A Soyuz rocket carrying a classified payload blasted off from the Plesetsk cosmodrome in northern Russia in the early hours of Thursday morning, the Defense Ministry said.
At 01:09 GMT a rocket was launched that put a "space apparatus into orbit in the interests of the Defense Ministry," the ministry said in a statement carried by the Interfax news agency.
It did not provide further details.
According to the Spaceflightnow website, which covers space launches, the launch could be delivering a Tundra satellite.
Russia has previously launched Tundra satellites in 2015, 2017 and 2019, according to Interfax.

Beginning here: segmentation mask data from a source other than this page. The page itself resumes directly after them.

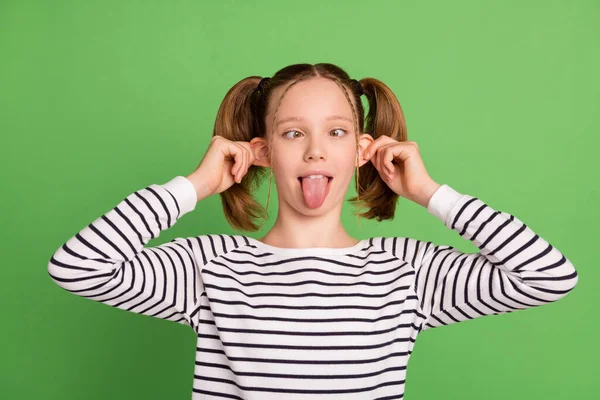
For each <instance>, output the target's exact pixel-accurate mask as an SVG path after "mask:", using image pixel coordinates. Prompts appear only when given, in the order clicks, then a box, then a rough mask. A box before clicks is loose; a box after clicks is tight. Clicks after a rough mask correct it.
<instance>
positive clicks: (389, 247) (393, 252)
mask: <svg viewBox="0 0 600 400" xmlns="http://www.w3.org/2000/svg"><path fill="white" fill-rule="evenodd" d="M368 243H369V245H370V247H371V248H372V249H373V250H375V251H379V252H382V253H386V254H388V255H389V256H391V257H394V258H397V259H399V260H402V261H405V262H408V263H410V264H412V265H413V266H414V267H418V266H419V265H421V264H422V261H423V259H424V257H425V255H426V254H428V253H429V252H430V251H432V250H433V249H434V248H435V247H436V245H435V244H434V243H433V242H430V241H427V240H420V239H415V238H409V237H404V236H392V237H389V236H385V237H383V236H380V237H372V238H369V239H368Z"/></svg>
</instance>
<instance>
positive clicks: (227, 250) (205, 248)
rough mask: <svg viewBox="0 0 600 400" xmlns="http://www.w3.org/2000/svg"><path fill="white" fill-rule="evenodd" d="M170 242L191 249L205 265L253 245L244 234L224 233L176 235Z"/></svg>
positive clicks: (201, 261) (191, 250)
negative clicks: (238, 250) (220, 233)
mask: <svg viewBox="0 0 600 400" xmlns="http://www.w3.org/2000/svg"><path fill="white" fill-rule="evenodd" d="M171 243H174V244H178V245H180V246H183V247H185V248H186V249H188V250H191V251H192V252H193V253H194V254H196V255H197V258H198V261H199V262H200V263H201V264H202V265H206V264H208V263H209V262H210V261H212V260H213V259H215V258H217V257H221V256H224V255H226V254H228V253H230V252H232V251H237V250H241V249H243V248H252V247H254V246H252V244H251V243H250V242H249V241H248V239H247V238H246V237H245V236H242V235H226V234H206V235H198V236H192V237H186V238H183V237H178V238H175V239H173V240H171Z"/></svg>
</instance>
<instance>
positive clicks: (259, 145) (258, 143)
mask: <svg viewBox="0 0 600 400" xmlns="http://www.w3.org/2000/svg"><path fill="white" fill-rule="evenodd" d="M250 147H251V148H252V152H253V153H254V157H255V160H254V162H253V163H252V165H258V166H259V167H270V166H271V162H270V161H269V147H268V146H267V141H266V140H265V139H264V138H261V137H255V138H252V140H250Z"/></svg>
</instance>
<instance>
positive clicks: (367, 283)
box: [48, 176, 578, 399]
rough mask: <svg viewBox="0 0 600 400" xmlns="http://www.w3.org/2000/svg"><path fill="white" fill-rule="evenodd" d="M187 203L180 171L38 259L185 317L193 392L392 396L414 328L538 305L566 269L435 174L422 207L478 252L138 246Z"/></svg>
mask: <svg viewBox="0 0 600 400" xmlns="http://www.w3.org/2000/svg"><path fill="white" fill-rule="evenodd" d="M196 204H197V201H196V192H195V189H194V187H193V185H192V184H191V182H190V181H189V180H188V179H187V178H185V177H183V176H177V177H175V178H174V179H172V180H171V181H169V182H167V183H165V184H162V185H158V184H152V185H149V186H147V187H145V188H143V189H140V190H137V191H135V192H134V193H132V194H130V195H129V196H127V197H126V198H125V199H124V200H122V201H121V202H120V203H119V204H117V205H116V207H114V208H113V209H112V210H110V211H108V212H107V213H106V214H104V215H102V216H101V217H99V218H98V219H96V220H95V221H93V222H92V223H91V224H89V225H88V226H86V227H85V228H83V229H82V230H81V231H80V232H79V233H77V234H75V236H73V237H72V238H70V239H69V240H68V241H67V242H66V243H65V244H64V245H62V246H61V247H60V248H59V249H58V250H57V251H56V252H55V253H54V254H53V255H52V257H51V259H50V261H49V264H48V273H49V274H50V277H51V278H52V280H53V281H54V282H55V283H56V284H57V285H59V286H60V287H62V288H64V289H66V290H68V291H70V292H72V293H74V294H76V295H78V296H82V297H86V298H89V299H91V300H94V301H99V302H102V303H105V304H108V305H111V306H113V307H117V308H120V309H122V310H126V311H130V312H134V313H138V314H143V315H148V316H152V317H156V318H162V319H166V320H170V321H173V322H177V323H180V324H185V325H189V326H190V327H191V328H192V329H193V330H194V332H195V333H196V334H197V337H198V341H197V347H196V361H195V369H194V381H193V388H192V399H207V398H226V399H307V398H311V399H313V398H314V399H317V398H327V399H333V398H335V399H401V398H403V394H404V385H405V378H406V366H407V363H408V359H409V357H410V355H411V352H412V350H413V347H414V344H415V340H416V338H417V335H418V334H419V333H420V332H422V331H424V330H427V329H431V328H435V327H439V326H443V325H448V324H452V323H456V322H460V321H465V320H469V319H474V318H478V317H481V316H485V315H494V314H504V313H509V312H512V311H515V310H519V309H525V308H530V307H536V306H540V305H542V304H546V303H550V302H553V301H556V300H558V299H560V298H562V297H563V296H565V295H566V294H567V293H568V292H569V291H570V290H572V289H573V287H574V286H575V285H576V283H577V280H578V275H577V272H576V270H575V269H574V267H573V265H572V263H571V262H570V261H569V260H568V259H567V258H565V256H564V255H563V254H562V253H561V252H560V251H559V250H557V249H556V248H555V247H553V246H552V245H551V244H549V243H548V242H547V241H546V240H544V239H542V238H541V237H539V236H538V235H537V234H536V233H535V232H533V231H532V230H531V229H530V228H529V227H528V226H527V225H525V224H524V223H523V222H521V221H520V220H519V219H517V218H516V217H515V216H513V215H511V214H507V213H504V212H501V211H497V210H495V209H493V208H492V207H490V206H489V205H487V204H486V203H484V202H483V201H482V200H480V199H478V198H476V197H472V196H470V195H467V194H461V193H458V192H457V191H455V190H454V189H452V188H451V187H449V186H448V185H442V186H441V187H440V188H439V189H438V190H437V191H436V192H435V193H434V195H433V196H432V198H431V200H430V202H429V204H428V206H427V210H428V211H429V212H430V213H431V214H432V215H434V216H436V217H437V218H439V219H440V220H441V221H442V222H443V223H444V224H445V225H446V226H447V227H448V228H450V229H453V230H455V231H456V232H458V234H459V235H461V236H462V237H463V238H465V239H467V240H470V241H471V242H472V243H473V244H474V245H476V246H477V248H478V249H479V252H477V253H463V252H460V251H458V250H456V249H454V248H453V247H451V246H445V245H436V244H434V243H432V242H427V241H421V240H417V239H411V238H406V237H372V238H369V239H365V240H361V241H360V242H359V243H357V244H356V245H354V246H352V247H346V248H279V247H273V246H270V245H267V244H264V243H262V242H260V241H258V240H256V239H253V238H250V237H247V236H242V235H223V234H208V235H200V236H196V237H188V238H176V239H173V240H171V241H170V242H167V243H164V244H162V245H159V246H156V247H144V246H145V245H146V243H148V241H149V240H150V239H153V238H156V237H158V236H159V235H160V232H161V231H163V230H165V229H169V228H170V227H171V226H173V225H174V224H175V223H176V222H177V220H179V219H180V218H181V217H182V216H183V215H184V214H186V213H188V212H190V211H192V210H194V209H195V207H196Z"/></svg>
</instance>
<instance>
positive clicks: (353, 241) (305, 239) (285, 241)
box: [258, 203, 359, 248]
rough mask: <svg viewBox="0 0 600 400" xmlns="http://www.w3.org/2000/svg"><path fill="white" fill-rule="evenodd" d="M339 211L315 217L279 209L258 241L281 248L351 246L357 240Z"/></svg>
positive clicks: (339, 209)
mask: <svg viewBox="0 0 600 400" xmlns="http://www.w3.org/2000/svg"><path fill="white" fill-rule="evenodd" d="M280 204H281V203H280ZM340 213H341V207H339V209H337V210H330V212H328V213H326V214H324V215H318V216H307V215H304V214H300V213H298V212H296V211H294V210H291V209H287V210H286V209H285V208H280V209H279V212H278V214H277V220H276V221H275V225H273V228H271V230H270V231H269V232H267V234H266V235H265V236H264V237H263V238H261V239H258V240H259V241H261V242H263V243H266V244H268V245H271V246H275V247H285V248H306V247H332V248H340V247H351V246H354V245H355V244H357V243H358V242H359V241H358V240H357V239H354V238H353V237H351V236H350V235H349V234H348V233H347V232H346V230H345V229H344V227H343V225H342V221H341V219H340Z"/></svg>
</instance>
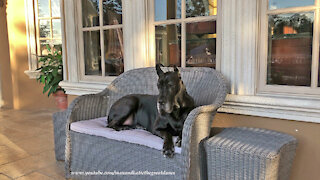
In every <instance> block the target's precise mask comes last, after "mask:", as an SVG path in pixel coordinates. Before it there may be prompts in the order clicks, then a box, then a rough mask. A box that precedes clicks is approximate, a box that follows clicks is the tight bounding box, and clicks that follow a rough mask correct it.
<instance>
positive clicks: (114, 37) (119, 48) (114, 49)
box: [104, 29, 123, 76]
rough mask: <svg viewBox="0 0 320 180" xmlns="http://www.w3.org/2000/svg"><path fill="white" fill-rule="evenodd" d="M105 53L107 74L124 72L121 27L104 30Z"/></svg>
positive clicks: (111, 75)
mask: <svg viewBox="0 0 320 180" xmlns="http://www.w3.org/2000/svg"><path fill="white" fill-rule="evenodd" d="M104 49H105V50H104V53H105V74H106V76H118V75H119V74H121V73H123V38H122V30H121V29H110V30H105V31H104Z"/></svg>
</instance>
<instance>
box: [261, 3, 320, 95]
mask: <svg viewBox="0 0 320 180" xmlns="http://www.w3.org/2000/svg"><path fill="white" fill-rule="evenodd" d="M319 3H320V2H319V1H318V0H304V1H298V0H295V1H284V0H269V1H268V2H267V1H262V12H261V13H262V16H261V28H262V29H261V32H262V33H261V52H260V53H261V55H260V62H261V64H260V72H261V74H260V76H261V77H260V84H259V92H273V93H287V94H305V95H307V94H309V95H310V94H311V95H312V94H319V93H320V91H319V88H318V87H319V75H318V73H319V33H320V32H319V31H320V30H319V25H320V24H319V22H320V21H319V20H320V6H319Z"/></svg>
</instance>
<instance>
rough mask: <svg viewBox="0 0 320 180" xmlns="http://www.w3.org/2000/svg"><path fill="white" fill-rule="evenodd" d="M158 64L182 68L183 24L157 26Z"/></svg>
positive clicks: (165, 65) (157, 59) (156, 55)
mask: <svg viewBox="0 0 320 180" xmlns="http://www.w3.org/2000/svg"><path fill="white" fill-rule="evenodd" d="M155 30H156V62H157V63H161V64H163V65H164V66H170V65H176V66H181V60H180V52H181V24H170V25H159V26H156V29H155Z"/></svg>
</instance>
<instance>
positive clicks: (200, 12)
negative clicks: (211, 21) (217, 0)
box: [186, 0, 217, 17]
mask: <svg viewBox="0 0 320 180" xmlns="http://www.w3.org/2000/svg"><path fill="white" fill-rule="evenodd" d="M211 15H217V0H202V1H199V0H186V16H187V17H197V16H211Z"/></svg>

Specialist website Russian Space Web said the ground track of Thursday's launch "matched previous missions" delivering satellites for Russia's missile warning system named Kupol or dome.
Unveiled in 2019, Kupol is designed to detect launches of ballistic missiles and track them to their landing site, though its exact configuration is unknown.
In 2018, the U.S., which suspects Russia of seeking to develop space weapons, said it was alarmed at the "very abnormal behavior" of a Russian satellite. Moscow dismissed what it called "unfounded allegations."
Last week, Russia faced an international backlash after its military destroyed a satellite creating a cloud of space debris that forced the crew on the International Space Station to take shelter.